We also need to recognize the fact that when you cut taxes, economic growth occurs from that. One of the great stories being told right now, the success that we see in the data from this new economic recovery that is producing all these jobs, is the fact that this year, with the lower tax rates we are paying, we are getting more revenues coming in to the Federal Government.

What we see is that when you cut taxes on entrepreneurs, when you cut taxes on families, when you cut taxes on investors, they engage in more economic activity, they create jobs, and people go from being unemployed and collecting unemployment to going and working and paying taxes. That is what is happening today. That is a recipe for success.
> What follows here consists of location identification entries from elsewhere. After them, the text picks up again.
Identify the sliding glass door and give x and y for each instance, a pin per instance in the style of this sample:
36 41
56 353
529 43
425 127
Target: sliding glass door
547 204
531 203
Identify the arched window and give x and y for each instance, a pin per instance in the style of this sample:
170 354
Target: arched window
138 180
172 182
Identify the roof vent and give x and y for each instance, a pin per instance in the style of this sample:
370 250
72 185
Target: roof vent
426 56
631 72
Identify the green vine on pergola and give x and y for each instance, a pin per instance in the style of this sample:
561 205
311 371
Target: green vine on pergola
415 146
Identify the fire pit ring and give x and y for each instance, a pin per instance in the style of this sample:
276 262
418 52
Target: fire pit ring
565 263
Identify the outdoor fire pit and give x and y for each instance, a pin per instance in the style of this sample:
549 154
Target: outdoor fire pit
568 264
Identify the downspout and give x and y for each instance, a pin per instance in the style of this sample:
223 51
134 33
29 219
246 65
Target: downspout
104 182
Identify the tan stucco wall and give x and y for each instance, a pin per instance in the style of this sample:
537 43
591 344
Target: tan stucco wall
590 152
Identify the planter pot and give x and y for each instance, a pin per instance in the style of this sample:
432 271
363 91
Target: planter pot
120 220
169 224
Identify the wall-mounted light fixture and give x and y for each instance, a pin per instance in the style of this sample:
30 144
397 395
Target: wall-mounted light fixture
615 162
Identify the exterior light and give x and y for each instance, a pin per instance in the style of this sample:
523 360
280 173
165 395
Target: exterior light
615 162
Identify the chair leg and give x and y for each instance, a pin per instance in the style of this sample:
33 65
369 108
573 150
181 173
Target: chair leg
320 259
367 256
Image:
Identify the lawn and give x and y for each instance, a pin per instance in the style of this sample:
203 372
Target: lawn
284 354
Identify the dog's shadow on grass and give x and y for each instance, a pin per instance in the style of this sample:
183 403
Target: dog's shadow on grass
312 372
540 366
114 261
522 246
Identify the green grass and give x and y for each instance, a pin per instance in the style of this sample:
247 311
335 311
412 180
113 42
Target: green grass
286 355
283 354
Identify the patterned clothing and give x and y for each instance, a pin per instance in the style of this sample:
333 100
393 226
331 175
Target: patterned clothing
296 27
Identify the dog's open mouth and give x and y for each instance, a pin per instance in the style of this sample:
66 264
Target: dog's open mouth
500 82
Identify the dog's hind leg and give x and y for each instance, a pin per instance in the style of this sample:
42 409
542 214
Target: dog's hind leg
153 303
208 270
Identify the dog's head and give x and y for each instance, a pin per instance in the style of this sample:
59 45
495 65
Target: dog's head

We do not want to squelch this economic recovery. We do not want to raise taxes on people. We want to keep taxes low, watch our spending and reduce spending, and help people get work, so when they go to work they can provide for their families, and, yes, pay taxes, so that we can get the revenues we need to reduce and eliminate our deficit. That is the approach we are advocating.

What is the other side's approach? What is the substitute they are about to bring to the table? More tax increases. Okay, you can cut taxes to these people over here on the right hand, but we have to raise taxes to these people on the left. Net tax increases.

It is a fundamental difference in philosophy. Whereas they believe we have to keep taxes high and higher, that the emphasis should not be on spending, but we should raise more taxes, we believe the emphasis should always be on recognizing the fact that the taxes that this country collects is not our money, but the money of the American person, the man and woman in the marketplace, who is working hard to provide for their family, who is creating jobs, who is sweating and working every single day. It is their money, not ours.

So we do not believe philosophically, that is the root of what we believe in, that we should just cavalierly take more and more and more money out of a person's paycheck, out of their wallet. We believe they should keep more of what they earn.

What is so great about that philosophy is it is also good economic policy, and we are seeing that. We are actually getting more revenues because of lower taxes. How about that? And the good news is, this can be bipartisan. When John Kennedy did this, it worked. When Ronald Reagan did this, it worked. This has been done by Republicans and Democrats coming together in the past. When Reagan did it, it was because of good Democrats working with Jack Kemp and Bill Roth in the Congress to reduce tax rates on the American families. What happened? Economic growth was encouraged, tax rates went down and revenues went up.

This does work. It is working right now. What we are seeing in this debate is a difference in philosophies.

Mr. Speaker, I want to conclude by saying one thing. If a Member of Congress comes to the floor today and votes against this bill, they are voting to increase taxes on 23 million low-income workers. They are voting to increase taxes on 23 million low-income workers by one-third, to raise their taxes by one-third. They are also voting to increase taxes on 80 million taxpayers across the country.

It is a very clear vote. If you vote for this bill, you preserve these tax cuts. If you vote against this bill, you are going to raise taxes on 23 million low-income earners, the least of whom among us should be facing this kind of a tax increase.